The certification process is intended to push the Pentagon’s extensive network of vendors to strengthen their digital defenses, or at least adopt protections that are appropriate for the sensitivity of their work. The program comes adversaries like China increasingly target defense contractors to steal military secrets.

“Preventing loss of [controlled unclassified information] within the defense industrial base is critical to maintaining national security,” Pentagon officials said in a request for information published last week. They estimate there are roughly 300,000 vendors in need of certifications, most of which are small- and medium-size businesses.
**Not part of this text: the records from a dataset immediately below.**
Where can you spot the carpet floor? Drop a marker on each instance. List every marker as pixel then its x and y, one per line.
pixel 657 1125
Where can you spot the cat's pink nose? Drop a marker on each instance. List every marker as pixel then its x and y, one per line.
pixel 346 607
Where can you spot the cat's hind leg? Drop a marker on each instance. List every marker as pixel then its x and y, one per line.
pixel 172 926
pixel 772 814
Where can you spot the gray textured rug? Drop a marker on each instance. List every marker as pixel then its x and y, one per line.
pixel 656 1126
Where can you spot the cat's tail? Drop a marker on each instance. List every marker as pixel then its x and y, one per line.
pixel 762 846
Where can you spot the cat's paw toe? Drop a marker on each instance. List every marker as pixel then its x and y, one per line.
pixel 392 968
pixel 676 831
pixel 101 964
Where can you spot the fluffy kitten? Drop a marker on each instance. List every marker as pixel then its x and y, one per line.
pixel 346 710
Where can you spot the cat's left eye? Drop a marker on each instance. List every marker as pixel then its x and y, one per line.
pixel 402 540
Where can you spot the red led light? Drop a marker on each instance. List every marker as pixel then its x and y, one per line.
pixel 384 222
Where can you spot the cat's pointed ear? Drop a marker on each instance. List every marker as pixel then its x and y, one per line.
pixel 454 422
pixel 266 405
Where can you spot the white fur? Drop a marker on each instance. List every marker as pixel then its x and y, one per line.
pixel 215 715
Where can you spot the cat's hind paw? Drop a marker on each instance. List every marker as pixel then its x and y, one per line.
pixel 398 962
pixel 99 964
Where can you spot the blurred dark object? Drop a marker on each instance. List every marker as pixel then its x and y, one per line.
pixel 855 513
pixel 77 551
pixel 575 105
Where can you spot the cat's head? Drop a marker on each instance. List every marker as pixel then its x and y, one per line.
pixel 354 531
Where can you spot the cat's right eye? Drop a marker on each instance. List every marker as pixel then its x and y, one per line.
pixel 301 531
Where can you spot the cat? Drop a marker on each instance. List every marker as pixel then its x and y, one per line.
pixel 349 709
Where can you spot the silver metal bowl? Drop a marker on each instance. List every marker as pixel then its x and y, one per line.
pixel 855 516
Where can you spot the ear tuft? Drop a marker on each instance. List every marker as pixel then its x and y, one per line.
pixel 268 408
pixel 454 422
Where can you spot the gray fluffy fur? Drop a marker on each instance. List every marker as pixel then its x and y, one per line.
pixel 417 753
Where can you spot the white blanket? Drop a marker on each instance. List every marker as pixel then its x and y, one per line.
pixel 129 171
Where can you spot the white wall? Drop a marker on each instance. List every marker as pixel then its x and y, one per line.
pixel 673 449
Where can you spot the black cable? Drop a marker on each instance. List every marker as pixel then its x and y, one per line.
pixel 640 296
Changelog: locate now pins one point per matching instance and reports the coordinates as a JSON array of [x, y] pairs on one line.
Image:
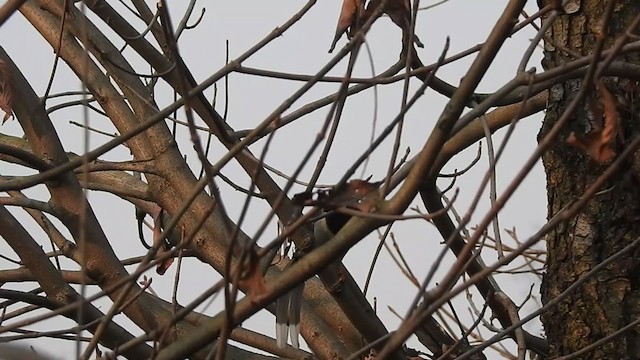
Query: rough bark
[[611, 299]]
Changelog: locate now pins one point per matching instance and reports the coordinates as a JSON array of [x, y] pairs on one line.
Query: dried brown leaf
[[6, 92], [599, 144]]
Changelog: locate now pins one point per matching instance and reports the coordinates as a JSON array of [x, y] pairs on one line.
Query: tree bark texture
[[609, 300]]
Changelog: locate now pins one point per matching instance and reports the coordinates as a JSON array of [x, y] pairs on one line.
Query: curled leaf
[[599, 144]]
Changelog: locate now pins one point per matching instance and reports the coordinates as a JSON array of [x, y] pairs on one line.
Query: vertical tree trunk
[[611, 220]]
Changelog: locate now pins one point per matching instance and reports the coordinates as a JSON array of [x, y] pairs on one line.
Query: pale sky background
[[303, 50]]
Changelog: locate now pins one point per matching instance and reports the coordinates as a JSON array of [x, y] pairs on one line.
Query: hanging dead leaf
[[6, 92], [352, 11], [599, 144], [400, 13]]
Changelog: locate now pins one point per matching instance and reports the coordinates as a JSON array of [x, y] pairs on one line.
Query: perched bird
[[288, 306], [400, 13], [349, 20]]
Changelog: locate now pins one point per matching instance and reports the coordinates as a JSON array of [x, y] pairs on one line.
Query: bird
[[288, 307], [348, 21], [400, 13]]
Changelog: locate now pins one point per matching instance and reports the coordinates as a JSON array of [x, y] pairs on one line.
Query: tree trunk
[[610, 221]]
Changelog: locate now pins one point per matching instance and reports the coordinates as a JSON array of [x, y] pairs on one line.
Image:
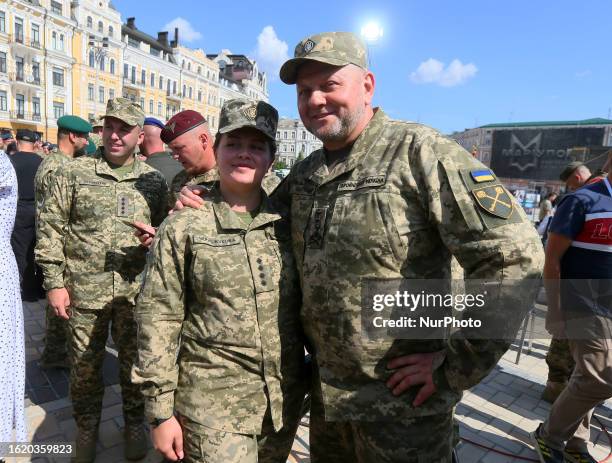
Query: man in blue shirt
[[578, 281]]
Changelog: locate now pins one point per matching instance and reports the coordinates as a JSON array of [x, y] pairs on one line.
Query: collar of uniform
[[103, 167], [360, 149], [228, 220]]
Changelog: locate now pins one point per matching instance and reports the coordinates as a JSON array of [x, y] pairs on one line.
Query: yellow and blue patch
[[484, 175]]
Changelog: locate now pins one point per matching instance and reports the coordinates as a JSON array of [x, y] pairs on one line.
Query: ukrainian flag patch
[[484, 175]]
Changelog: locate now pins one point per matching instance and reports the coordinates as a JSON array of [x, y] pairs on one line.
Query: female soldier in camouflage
[[220, 349]]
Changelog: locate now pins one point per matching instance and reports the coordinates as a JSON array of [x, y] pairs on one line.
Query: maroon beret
[[180, 123]]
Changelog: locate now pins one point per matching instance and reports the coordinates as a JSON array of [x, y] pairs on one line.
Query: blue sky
[[447, 64]]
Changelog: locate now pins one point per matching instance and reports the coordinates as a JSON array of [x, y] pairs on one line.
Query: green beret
[[74, 124]]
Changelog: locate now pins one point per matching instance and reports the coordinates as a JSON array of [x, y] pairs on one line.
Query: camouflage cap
[[335, 48], [239, 113], [569, 170], [125, 110]]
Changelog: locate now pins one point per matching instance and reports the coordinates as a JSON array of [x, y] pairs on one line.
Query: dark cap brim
[[289, 69], [232, 127]]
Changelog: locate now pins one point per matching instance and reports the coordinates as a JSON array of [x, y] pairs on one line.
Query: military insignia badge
[[308, 46], [484, 175], [250, 112], [495, 200]]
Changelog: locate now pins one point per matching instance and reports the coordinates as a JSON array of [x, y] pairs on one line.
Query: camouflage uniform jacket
[[51, 164], [83, 242], [398, 206], [218, 320], [182, 179], [208, 179]]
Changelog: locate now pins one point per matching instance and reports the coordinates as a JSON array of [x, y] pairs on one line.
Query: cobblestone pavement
[[499, 413]]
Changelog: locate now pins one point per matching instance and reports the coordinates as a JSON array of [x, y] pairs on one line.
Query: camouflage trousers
[[88, 334], [56, 337], [559, 360], [427, 439], [202, 444]]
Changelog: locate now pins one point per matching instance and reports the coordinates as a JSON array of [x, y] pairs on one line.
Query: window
[[19, 30], [58, 77], [36, 106], [56, 7], [58, 109], [35, 35]]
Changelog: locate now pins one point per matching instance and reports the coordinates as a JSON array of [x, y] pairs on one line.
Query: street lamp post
[[99, 48]]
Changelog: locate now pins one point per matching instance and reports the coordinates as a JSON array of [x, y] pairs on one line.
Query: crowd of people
[[216, 281]]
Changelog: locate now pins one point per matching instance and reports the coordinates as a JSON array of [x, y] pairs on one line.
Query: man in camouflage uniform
[[388, 199], [92, 265], [219, 339], [72, 136]]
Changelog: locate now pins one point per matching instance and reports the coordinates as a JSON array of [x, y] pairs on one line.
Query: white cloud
[[271, 52], [433, 71], [186, 31]]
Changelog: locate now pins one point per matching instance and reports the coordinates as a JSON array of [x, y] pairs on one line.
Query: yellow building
[[35, 64], [199, 83], [98, 57], [151, 75]]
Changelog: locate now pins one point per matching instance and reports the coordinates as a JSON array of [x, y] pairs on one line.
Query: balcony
[[25, 79], [24, 116], [133, 83]]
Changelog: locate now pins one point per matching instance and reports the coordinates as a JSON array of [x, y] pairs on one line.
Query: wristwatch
[[155, 422]]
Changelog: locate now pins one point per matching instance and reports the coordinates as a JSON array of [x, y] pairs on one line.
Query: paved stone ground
[[499, 413]]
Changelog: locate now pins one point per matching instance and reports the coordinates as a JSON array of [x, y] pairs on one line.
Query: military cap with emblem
[[335, 48], [74, 124], [569, 170], [180, 123], [125, 110], [239, 113], [26, 135]]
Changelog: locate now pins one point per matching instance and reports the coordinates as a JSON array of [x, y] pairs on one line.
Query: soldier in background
[[152, 148], [72, 139], [26, 162], [92, 265]]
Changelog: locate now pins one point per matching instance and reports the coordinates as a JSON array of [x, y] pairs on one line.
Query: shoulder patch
[[494, 199], [482, 175]]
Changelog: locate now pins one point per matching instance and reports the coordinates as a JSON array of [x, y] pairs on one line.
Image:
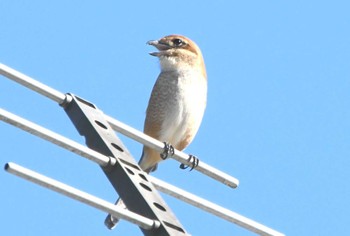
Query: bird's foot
[[193, 160], [168, 150]]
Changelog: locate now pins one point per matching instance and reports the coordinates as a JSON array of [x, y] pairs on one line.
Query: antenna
[[145, 207]]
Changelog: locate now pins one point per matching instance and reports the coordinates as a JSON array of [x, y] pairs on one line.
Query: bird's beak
[[159, 45]]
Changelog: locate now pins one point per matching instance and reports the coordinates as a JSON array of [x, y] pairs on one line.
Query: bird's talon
[[194, 163], [168, 150]]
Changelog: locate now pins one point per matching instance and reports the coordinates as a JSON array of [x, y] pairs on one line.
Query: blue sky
[[277, 116]]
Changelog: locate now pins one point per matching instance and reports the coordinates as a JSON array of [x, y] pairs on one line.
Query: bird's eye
[[178, 42]]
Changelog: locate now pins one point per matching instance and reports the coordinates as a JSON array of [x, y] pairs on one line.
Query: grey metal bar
[[118, 126], [160, 185], [213, 208], [81, 196]]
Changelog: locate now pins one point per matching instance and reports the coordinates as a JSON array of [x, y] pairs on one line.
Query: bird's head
[[176, 51]]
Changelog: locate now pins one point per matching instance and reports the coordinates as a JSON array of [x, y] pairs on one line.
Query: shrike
[[178, 99]]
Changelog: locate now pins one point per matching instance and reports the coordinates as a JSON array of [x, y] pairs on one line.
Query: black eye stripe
[[178, 42]]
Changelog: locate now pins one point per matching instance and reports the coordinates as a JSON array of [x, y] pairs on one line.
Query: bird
[[177, 102]]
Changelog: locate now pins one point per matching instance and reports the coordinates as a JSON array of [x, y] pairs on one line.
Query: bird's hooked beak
[[161, 46]]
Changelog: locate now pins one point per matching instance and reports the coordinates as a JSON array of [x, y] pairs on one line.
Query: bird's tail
[[112, 221]]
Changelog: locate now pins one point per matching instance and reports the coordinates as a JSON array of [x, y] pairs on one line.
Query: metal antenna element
[[118, 126], [80, 196], [138, 190], [131, 183], [160, 185]]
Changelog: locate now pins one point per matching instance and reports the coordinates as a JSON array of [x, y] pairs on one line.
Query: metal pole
[[213, 208], [53, 137], [81, 196], [118, 126]]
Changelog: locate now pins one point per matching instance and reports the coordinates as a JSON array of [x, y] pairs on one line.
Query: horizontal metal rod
[[212, 208], [53, 137], [120, 127], [178, 155], [32, 84], [80, 196], [103, 160]]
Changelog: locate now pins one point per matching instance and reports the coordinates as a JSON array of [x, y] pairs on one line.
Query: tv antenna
[[145, 206]]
The CMMC Accreditation Body would operate the certification program and oversee the independent assessment groups, or C3PAOs, that will issue credentials to contractors, according to the RFI. Pentagon officials haven’t yet finalized the structure of the organization, and in the solicitation, they asked for outside feedback on its “long-term implementation, functioning, sustainment and growth.”

Responses are due Oct. 21.

Under the certification program, assessors will grade vendors on their practices and processes in 18 different cybersecurity-related domains, including access control, governance, incident response, risk assessment and employee training. Scores will range from one to five, with higher marks indicating stronger security.

Once the maturity levels are established, the department plans to work with third-party assessment organizations to “conduct audits and inform risk,” similar in structure to the civilian Federal Risk and Authorization Management Program, or FedRAMP, which uses third-party contractors to verify the cybersecurity of cloud products.

The framework is currently in its fourth draft, and Pentagon officials plan to release the final version in January.